Judge Marvin Shoob, who awarded AT&T an injunction May 18 to allow AT&T's logos on the No. 31 Richard Childress Racing car driven by Jeff Burton, is scheduled to preside over another injunction hearing.
The U.S. Court of Appeals overturned his original injunction Aug. 13, and now AT&T is returning to the district court level in hopes of obtaining another injunction.
The original injunction was issued by Shoob, who used NASCAR's grandfather clause with RCR as part of its annual licensing agreement as the basis to award the injunction as a breach of contract between NASCAR and AT&T. He ruled NASCAR breached its grandfather clause that allowed Cingular (now AT&T after a merger) to remain a sponsor when Nextel (now Sprint Nextel) assumed the role as the series sponsor in 2004.
The appeals court then ruled that because NASCAR's grandfather clause was designed to benefit RCR and not necessarily Cingular, that AT&T could not sue NASCAR for breach of contract through the grandfather clause.
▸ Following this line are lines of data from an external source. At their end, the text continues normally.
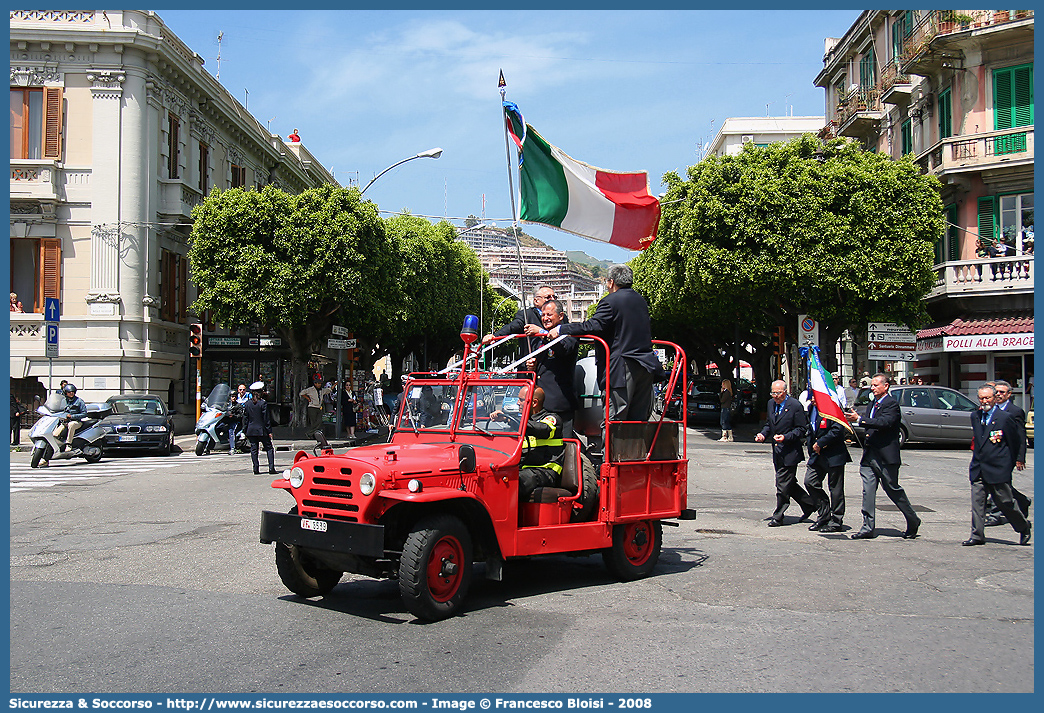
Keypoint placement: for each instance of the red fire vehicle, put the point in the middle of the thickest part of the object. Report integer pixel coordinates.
(443, 493)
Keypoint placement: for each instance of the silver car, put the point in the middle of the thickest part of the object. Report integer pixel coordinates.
(929, 413)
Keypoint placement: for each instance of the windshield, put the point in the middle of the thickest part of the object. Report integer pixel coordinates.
(484, 400)
(218, 396)
(142, 406)
(428, 406)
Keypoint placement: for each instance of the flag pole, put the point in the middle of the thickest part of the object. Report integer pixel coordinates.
(515, 223)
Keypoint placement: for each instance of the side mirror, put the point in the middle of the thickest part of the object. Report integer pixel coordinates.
(467, 458)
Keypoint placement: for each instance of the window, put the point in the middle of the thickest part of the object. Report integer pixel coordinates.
(868, 70)
(36, 270)
(238, 176)
(173, 286)
(204, 167)
(945, 115)
(1013, 97)
(173, 128)
(36, 123)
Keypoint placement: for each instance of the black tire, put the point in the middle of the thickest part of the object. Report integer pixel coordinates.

AT&T is now asking for the injunction under the legal theory that would conclude that AT&T had reasonable expectations to believe that it could change the logos and that it is an injustice to AT&T that it can't.
AT&T had argued that point during the original injunction hearing, but because Shoob ruled on the breach-of-contract portion of the claim, he did not rule on the other theory.
AT&T has already filed its motion seeking the injunction. It argues that in a meeting in June 2003 where NASCAR outlined the parameters of Cingular's sponsorship, the company was not told it could not change names in case of a merger. NASCAR, which has previously stated in several legal briefs that Cingular and AT&T were fully aware of NASCAR's policy that it couldn't change names, and Sprint Nextel have until Sept. 5 to respond.
The injunction phase is still separate from the trial phase of the case, where AT&T is suing for the permanent ability to display the logos while NASCAR has countersued AT&T for $100 million. No trial schedule has been set.